Repetidamente insistimos en lo
estratégico para los derechos humanos lo que significa el trabajo digno.
No es un secreto que para nuestro país falta mucho para alcanzar los términos
del trabajo decente, comenzando por los términos del subempleo y desempleo.
Pero
esto no sólo un asunto laboral. En concreto es un reflejo de los términos
excluyentes de la sociedad. Con todo y sus variantes, nuestra formación
económica-social tiene un perfil marcadamente neoliberal con importantes
implicaciones para nuestro comportamiento socio-cultural.
Desde
las innumerables personas a lo largo y ancho del país pasan con el trabajo
del día, del ganarse la subsistencia diaria, de lograrse un minimum
vital, hay que recordar que el mercado sólo va a crear aquellas fuentes de
empleo que puedan maximizar la ganancia del capital. De ahí que no funcionen ni
sean efectivos muchos esfuerzos de instalación de capacidades, de la llamada
responsabilidad social empresarial, de lo que imprudentemente se llama
formación de capital humano (las persona no son capital, son personas),
simplemente porque las aspiraciones de un trabajo digno y decente chocan con la
voracidad del capital y de la dinámica del mercado.
Más
todavía es importante señalar sus vinculaciones con la cultura de la violencia
y su raíz psico-social. Si la causalidad de la violencia reside en el factor
humillación e irrespeto, todo lo que provoque humillación e irrespeto, produce
violencia; todo lo que dignifique y promueva el respeto, previene la violencia.

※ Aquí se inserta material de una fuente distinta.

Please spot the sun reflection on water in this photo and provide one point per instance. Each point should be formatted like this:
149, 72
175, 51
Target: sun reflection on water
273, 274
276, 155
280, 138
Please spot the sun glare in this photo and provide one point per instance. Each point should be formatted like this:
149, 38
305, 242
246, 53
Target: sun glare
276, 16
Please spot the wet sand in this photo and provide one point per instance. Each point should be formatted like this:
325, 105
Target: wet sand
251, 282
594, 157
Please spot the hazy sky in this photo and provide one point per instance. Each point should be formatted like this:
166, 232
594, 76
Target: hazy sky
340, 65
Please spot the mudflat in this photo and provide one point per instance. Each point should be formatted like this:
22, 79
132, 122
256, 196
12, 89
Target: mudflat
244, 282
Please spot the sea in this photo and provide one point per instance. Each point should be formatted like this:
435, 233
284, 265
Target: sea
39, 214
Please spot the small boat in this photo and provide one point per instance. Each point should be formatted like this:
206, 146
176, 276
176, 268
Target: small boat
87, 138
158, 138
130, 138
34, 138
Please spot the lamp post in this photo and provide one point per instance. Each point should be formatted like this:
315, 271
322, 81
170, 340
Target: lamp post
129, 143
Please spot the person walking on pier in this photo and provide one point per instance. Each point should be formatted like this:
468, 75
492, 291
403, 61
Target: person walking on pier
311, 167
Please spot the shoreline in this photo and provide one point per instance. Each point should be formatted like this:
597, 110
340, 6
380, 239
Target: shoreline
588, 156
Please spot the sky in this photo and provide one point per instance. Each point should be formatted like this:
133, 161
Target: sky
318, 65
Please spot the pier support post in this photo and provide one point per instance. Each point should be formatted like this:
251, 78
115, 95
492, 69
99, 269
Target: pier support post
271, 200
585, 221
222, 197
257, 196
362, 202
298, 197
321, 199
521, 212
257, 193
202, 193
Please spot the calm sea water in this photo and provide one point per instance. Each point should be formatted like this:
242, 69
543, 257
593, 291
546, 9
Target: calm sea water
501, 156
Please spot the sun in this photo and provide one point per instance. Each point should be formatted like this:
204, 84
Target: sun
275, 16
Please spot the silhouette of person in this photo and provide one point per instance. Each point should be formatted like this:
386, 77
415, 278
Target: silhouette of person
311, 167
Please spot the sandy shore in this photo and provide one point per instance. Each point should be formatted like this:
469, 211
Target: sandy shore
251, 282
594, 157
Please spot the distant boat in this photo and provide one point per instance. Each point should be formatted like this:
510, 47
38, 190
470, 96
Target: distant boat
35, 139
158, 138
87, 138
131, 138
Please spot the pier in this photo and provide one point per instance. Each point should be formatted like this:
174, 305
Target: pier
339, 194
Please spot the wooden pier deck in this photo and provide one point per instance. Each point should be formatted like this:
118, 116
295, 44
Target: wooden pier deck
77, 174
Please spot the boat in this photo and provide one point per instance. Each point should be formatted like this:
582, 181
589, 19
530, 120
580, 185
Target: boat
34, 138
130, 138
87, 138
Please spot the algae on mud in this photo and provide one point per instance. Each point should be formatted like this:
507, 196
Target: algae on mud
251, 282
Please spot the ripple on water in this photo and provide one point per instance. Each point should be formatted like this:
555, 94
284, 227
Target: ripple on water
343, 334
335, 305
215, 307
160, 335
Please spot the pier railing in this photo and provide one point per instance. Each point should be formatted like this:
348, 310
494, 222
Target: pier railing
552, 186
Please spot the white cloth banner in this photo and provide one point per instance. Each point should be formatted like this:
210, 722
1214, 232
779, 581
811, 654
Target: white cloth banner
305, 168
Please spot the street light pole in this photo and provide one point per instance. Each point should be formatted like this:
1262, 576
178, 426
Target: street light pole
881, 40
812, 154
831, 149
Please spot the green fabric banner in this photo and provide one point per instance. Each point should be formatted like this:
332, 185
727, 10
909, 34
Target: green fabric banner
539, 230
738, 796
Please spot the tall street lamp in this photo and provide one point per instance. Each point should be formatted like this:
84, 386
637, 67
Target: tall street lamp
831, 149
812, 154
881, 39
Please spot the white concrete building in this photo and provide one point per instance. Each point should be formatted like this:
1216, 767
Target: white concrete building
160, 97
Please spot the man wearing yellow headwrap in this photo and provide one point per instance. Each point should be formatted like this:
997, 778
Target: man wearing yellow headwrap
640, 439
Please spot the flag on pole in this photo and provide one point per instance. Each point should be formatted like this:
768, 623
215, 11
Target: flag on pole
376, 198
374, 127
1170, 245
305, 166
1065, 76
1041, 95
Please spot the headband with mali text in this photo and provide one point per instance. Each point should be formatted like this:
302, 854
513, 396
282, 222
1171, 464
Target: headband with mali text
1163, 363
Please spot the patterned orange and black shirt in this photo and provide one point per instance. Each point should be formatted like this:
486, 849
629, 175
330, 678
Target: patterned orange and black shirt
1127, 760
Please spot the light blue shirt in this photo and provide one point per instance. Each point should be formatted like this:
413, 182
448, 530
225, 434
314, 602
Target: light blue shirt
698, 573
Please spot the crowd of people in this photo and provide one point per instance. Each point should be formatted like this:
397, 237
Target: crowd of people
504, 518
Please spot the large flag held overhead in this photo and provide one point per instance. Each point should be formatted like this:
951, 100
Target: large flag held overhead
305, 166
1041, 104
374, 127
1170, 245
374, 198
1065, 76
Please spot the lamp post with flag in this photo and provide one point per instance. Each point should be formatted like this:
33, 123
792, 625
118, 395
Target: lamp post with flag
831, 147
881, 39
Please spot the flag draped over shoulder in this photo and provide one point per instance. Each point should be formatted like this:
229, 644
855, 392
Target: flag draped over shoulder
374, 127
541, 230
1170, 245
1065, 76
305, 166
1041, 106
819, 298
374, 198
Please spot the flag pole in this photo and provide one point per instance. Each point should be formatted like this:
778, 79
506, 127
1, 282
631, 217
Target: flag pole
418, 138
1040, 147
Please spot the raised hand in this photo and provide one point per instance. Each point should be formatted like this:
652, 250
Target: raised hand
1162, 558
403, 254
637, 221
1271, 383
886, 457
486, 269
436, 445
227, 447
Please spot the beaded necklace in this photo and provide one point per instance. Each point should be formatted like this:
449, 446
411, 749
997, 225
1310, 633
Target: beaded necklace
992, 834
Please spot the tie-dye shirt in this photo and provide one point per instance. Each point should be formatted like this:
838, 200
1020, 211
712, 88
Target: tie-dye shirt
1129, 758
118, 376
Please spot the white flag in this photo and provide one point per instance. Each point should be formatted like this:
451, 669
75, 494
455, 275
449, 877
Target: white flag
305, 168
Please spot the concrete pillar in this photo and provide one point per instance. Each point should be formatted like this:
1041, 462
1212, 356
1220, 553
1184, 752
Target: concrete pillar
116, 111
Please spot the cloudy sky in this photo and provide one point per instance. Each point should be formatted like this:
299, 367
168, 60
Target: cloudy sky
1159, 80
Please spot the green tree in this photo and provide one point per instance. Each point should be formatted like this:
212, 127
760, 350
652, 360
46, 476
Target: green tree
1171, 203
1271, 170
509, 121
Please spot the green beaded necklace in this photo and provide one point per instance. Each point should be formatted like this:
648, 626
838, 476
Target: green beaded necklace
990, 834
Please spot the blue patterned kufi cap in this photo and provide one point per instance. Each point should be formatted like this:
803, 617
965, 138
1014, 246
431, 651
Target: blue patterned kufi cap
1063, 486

Las condiciones limitadas para un trabajo digno, promueven un contexto
psico-social y cultural proclive a la violencia. De ahí también su reverso: la
procuración de condiciones dignas en el trabajo es condición inexorable para la
prevención de la violencia.
El
día del trabajo pués nos coloca más allá de las marchas y las proclamas, en un
momento de reflexión en torno al futuro del país, en cuanto al rumbo de su
modelo económico social que necesita ser cuestionado. Bajo las actuales
condiciones el país no es viable. Una sociedad que se rige exclusivamente por
el mercado y la ganancia como criterio social está condenada a la convulsión
social. La opulencia de uno pocos no sólo ofende al esfuerzo de trabajo de
muchos empobrecidos. Es que el nivel de opulencia no puede ser universalizable:
no está al alcance de todos. De ahí que tenga sentido la solidaridad, la
austeridad y los términos de lo que Ellacuría llama la civilización de la
pobreza.
Civilización
de la pobreza se opone a la civilización del capital. Debería ser el horizonate
por donde debemos movernos para la transformación del país.